Bruno Dumont’s controversial Cannes Grand Prix winner
L’Humanité attempts spiritual inquiry
with a rigorousness that’s lacking from its actual police-procedural plot. In a
gray, underpopulated northern seaside French town, detective Pharaon (Emmanuel
Schotté) runs madly through the countryside and lands face down in the mud,
from which director Dumont cuts away to a shot of a dead 11-year-old girl’s
mutilated vagina. A heavyhanded jolt attuned to the forthcoming portrait of
Pharaon as an empty vessel in search of himself – and, more crucially, some
enlightenment on the questions of individual purpose and higher powers – this
jarring introduction is the gateway to an almost absurdly prolonged middle
section in which Pharaon, apparently a borderline moron, does little
investigating but much hanging out with his neighbor Domino (Séverine Caneele)
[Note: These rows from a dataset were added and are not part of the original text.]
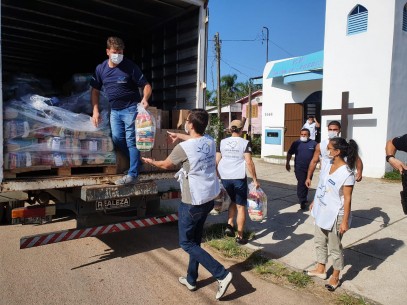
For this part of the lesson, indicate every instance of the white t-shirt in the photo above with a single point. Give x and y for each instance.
(233, 164)
(312, 129)
(329, 199)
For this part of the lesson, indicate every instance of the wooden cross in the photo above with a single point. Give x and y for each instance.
(345, 111)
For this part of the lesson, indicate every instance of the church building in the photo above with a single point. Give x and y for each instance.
(359, 79)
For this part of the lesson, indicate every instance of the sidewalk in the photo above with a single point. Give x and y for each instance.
(375, 247)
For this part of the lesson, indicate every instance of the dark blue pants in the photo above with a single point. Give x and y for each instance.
(302, 190)
(191, 220)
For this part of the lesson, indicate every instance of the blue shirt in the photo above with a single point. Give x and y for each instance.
(303, 152)
(121, 83)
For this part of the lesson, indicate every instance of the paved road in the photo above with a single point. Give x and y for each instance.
(375, 247)
(134, 267)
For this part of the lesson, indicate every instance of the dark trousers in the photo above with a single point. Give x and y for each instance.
(191, 220)
(302, 190)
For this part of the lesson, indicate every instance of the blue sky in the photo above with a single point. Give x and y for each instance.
(296, 27)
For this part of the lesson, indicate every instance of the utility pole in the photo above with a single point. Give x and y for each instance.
(249, 124)
(217, 49)
(267, 43)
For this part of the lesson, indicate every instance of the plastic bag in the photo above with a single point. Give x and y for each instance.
(256, 203)
(222, 202)
(145, 129)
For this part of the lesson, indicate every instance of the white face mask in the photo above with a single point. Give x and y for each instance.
(116, 58)
(332, 134)
(328, 154)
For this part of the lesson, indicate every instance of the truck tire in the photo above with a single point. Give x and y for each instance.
(2, 212)
(9, 207)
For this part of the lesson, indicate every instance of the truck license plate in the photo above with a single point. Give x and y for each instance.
(110, 204)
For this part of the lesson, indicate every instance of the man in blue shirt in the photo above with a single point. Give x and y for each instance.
(121, 80)
(303, 149)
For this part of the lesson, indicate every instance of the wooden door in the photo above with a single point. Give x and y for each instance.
(293, 122)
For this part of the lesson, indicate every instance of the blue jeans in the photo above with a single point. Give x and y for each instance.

and her crass boyfriend Joseph (Philippe Tullier). Dumont’s Cinemascope imagery
is often majestic, situating tiny, lonely people amidst an imposing countryside
that seems to mock their ignorance and insignificance. Still, though often
pretty to look at,
L’Humanité’s
aesthetic is so fixated on life’s repugnance that it soon devolves into
self-conscious pretentiousness. If its overly manicured compositions seem
designed to provoke groans, its narrative takes such provocation a step
further, focusing on a blank-slate idiot and indulging in ugliness (unattractive
folk doing the bump-and-grind, Pharaon sniffing suspects, another vagina
close-up) as a way of illustrating man’s base animalism, all while forgoing so
much character depth and basic logic (Pharaon may be the most incompetent police
officer of all time) that the entire film soon feels like an overly deliberate
meta-Bressonian prank.
Hey Nick I enjoy your reviews but you got to give Humanite a second chance. I love its fixation on life's repugnance. How many filmmakers actually have the nerve to go there and be thoughtful about it?